C’est la même chose pour tout le monde, donc c’est juste.
Au détour d’une conversation, au fil des pages d’un quotidien, au cœur de nos réflexes intellectuels, cette pensée séduisante au premier abord se révèle davantage mystificatrice qu’évangélique.
Quand comprendra-t-on enfin que l’universalité d’une solution n’implique en rien que cette solution soit juste?
Universalité n’implique pas justice
P1: Ce qui est juste peut valoir pour l’un comme pour tous.
P2: Ce qui est injuste peut valoir pour l’un comme pour tous.
C: Par conséquent, ce qui vaut pour tout le monde n’est pas nécessairement juste.
Exemple ad absurdum: je frappe toute personne que je croise. C’est la même chose pour tout le monde, donc c’est juste.
Identité n’implique pas justice
L’aphorisme “c’est la même chose pour tout le monde” sous-entend, dans le langage courant, une égalité stricte pour chacun, sans aucune exception.
Or, une telle égalité est bien loin d’être juste parce qu’elle ne permet pas de tenir compte des différences entre individus.

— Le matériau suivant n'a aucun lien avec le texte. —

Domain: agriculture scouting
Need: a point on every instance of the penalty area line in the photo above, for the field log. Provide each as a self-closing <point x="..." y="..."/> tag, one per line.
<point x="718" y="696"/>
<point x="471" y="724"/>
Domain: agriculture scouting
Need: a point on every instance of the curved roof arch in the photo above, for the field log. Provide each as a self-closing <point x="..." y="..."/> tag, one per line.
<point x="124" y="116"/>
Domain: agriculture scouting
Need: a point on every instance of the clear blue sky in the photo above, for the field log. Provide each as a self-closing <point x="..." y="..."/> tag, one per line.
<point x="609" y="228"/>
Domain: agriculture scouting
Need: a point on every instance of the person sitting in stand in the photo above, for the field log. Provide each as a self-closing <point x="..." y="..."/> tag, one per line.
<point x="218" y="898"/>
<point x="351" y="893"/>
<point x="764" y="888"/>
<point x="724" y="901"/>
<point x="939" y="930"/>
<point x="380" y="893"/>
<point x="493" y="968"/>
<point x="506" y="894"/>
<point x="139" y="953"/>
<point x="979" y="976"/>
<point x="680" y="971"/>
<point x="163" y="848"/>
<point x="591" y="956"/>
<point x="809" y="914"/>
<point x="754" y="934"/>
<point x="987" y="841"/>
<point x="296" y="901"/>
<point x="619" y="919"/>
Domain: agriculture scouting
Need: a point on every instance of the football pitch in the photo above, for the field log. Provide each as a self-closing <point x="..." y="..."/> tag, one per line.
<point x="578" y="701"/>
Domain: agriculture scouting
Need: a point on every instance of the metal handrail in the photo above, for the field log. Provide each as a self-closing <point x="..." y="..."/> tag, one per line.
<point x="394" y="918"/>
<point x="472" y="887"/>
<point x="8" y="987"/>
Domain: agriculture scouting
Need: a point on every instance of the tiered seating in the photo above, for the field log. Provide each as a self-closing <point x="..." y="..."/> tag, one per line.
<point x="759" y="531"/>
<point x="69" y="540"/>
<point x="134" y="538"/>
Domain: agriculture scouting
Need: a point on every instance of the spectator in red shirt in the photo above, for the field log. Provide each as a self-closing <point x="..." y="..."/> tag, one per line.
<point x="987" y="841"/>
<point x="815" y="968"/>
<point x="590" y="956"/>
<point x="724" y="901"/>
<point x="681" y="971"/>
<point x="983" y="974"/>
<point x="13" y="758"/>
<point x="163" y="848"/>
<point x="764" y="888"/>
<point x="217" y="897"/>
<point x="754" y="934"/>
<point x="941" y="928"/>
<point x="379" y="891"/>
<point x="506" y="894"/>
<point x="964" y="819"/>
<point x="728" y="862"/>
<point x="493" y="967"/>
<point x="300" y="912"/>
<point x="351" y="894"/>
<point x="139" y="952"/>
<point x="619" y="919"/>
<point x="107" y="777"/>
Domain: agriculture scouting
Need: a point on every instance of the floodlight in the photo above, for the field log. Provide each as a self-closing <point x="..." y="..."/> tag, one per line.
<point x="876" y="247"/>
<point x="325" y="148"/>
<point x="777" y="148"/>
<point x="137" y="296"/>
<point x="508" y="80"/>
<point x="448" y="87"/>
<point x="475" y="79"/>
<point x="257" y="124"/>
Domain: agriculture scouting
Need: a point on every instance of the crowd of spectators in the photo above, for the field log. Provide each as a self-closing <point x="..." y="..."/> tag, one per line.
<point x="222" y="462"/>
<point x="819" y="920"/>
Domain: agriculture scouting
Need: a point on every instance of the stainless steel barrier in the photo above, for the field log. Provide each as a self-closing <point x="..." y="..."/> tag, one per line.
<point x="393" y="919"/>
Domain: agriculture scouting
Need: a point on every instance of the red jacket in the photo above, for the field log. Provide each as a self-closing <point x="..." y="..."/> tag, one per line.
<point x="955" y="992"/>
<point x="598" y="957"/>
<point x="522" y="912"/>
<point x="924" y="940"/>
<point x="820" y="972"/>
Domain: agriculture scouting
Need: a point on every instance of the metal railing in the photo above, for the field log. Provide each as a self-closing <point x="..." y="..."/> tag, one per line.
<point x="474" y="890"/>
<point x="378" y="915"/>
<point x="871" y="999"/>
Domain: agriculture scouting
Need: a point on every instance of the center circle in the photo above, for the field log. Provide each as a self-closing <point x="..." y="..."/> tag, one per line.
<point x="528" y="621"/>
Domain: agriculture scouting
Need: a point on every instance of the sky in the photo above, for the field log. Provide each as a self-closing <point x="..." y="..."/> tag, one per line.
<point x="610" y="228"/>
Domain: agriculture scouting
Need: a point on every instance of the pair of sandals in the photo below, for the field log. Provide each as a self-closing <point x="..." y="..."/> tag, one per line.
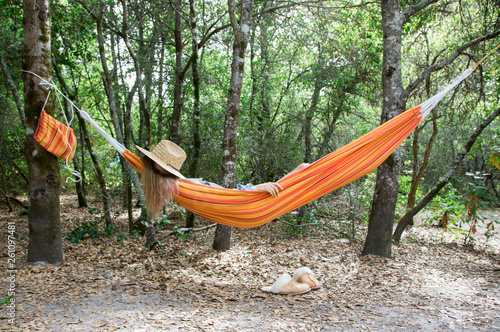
<point x="303" y="281"/>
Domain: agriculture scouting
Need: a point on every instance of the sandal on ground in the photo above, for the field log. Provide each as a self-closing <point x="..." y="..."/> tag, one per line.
<point x="306" y="276"/>
<point x="287" y="286"/>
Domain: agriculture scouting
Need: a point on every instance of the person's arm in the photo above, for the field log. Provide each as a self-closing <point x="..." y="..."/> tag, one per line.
<point x="272" y="188"/>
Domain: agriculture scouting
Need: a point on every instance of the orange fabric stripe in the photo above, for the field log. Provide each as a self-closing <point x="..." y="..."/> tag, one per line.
<point x="52" y="135"/>
<point x="248" y="209"/>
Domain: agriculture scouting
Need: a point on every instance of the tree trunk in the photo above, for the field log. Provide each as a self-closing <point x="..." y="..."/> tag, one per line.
<point x="13" y="89"/>
<point x="445" y="179"/>
<point x="380" y="224"/>
<point x="45" y="240"/>
<point x="80" y="193"/>
<point x="196" y="144"/>
<point x="179" y="74"/>
<point x="418" y="173"/>
<point x="222" y="239"/>
<point x="100" y="175"/>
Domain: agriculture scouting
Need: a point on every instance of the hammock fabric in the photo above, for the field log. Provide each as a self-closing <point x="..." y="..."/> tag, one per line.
<point x="55" y="137"/>
<point x="247" y="209"/>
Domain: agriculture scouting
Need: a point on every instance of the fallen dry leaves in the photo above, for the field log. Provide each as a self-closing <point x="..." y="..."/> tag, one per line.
<point x="103" y="285"/>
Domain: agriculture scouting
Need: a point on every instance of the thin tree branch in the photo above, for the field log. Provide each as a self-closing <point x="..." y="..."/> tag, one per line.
<point x="445" y="179"/>
<point x="446" y="62"/>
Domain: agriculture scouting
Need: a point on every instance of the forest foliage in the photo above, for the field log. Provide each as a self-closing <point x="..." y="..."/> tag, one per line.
<point x="312" y="83"/>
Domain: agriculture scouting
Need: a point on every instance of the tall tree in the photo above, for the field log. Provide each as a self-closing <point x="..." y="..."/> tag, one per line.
<point x="381" y="220"/>
<point x="45" y="240"/>
<point x="241" y="29"/>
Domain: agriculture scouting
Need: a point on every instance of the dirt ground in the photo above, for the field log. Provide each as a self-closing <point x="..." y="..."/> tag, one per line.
<point x="432" y="282"/>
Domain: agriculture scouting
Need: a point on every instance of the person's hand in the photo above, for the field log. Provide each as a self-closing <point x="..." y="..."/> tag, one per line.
<point x="272" y="188"/>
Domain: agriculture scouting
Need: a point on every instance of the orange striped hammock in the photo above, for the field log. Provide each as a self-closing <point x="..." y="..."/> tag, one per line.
<point x="247" y="209"/>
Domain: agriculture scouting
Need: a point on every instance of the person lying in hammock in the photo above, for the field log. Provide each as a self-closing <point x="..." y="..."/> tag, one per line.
<point x="161" y="174"/>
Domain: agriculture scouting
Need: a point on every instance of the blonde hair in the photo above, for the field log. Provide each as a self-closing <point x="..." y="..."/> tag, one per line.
<point x="158" y="188"/>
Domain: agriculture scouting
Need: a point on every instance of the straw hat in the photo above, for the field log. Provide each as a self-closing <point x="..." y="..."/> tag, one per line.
<point x="168" y="156"/>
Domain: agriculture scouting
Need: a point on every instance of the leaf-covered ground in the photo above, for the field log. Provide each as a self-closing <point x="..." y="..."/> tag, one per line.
<point x="430" y="283"/>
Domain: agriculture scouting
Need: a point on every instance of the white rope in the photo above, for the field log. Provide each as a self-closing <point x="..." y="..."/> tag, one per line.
<point x="429" y="104"/>
<point x="119" y="147"/>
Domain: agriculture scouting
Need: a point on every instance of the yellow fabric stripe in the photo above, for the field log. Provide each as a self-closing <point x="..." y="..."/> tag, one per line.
<point x="55" y="137"/>
<point x="248" y="209"/>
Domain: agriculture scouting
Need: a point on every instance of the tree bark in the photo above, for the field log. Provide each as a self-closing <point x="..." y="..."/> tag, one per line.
<point x="45" y="240"/>
<point x="222" y="239"/>
<point x="80" y="193"/>
<point x="381" y="220"/>
<point x="13" y="89"/>
<point x="179" y="73"/>
<point x="418" y="173"/>
<point x="196" y="144"/>
<point x="445" y="179"/>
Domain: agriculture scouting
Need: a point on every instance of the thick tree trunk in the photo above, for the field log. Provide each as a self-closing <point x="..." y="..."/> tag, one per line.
<point x="196" y="144"/>
<point x="80" y="193"/>
<point x="380" y="224"/>
<point x="179" y="74"/>
<point x="222" y="239"/>
<point x="45" y="240"/>
<point x="100" y="175"/>
<point x="418" y="173"/>
<point x="13" y="89"/>
<point x="445" y="179"/>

Exemple ad absurdum: Durant longtemps, j’ai eu une femme de ménage très peu efficace et qui ne nettoyait que très imparfaitement. Je lui versais 15.- CHF / heure. Aujourd’hui, j’ai une autre femme de ménage très efficace et qui nettoie mon appartement parfaitement. Je lui verse 15.- CHF/ heure. Ma nouvelle femme de ménage touche la même chose que l’ancienne, donc c’est juste.
Discussion et conclusion
Dans les exemples ci-dessus, le lecteur attentif aura tôt fait de dire qu’il n’y a pas réellement universalité dans les deux cas. En effet, dans le premier exemple tous ceux qui ne me croiseront pas ne subiront pas mes coups et dans le second toute femme de ménage qui travaille pour quelqu’un de plus généreux gagne davantage. Le problème évoqué concerne néanmoins davantage la création de catégories que l’absence de lien entre universalité et justice.
En conclusion, l’adage devrait être le suivant: “C’est la même chose pour tout le monde, donc c’est pareil pour tous.”
P.S. : L’adage initial (“C’est la même chose donc c’est juste”) peut toutefois être en partie sauvé en invoquant une identité (égalité) propositionnelle (distributive dirait Aristote). Encore que la présence d’une proportion quelconque ne signifie pas encore la présence de la bonne proportion.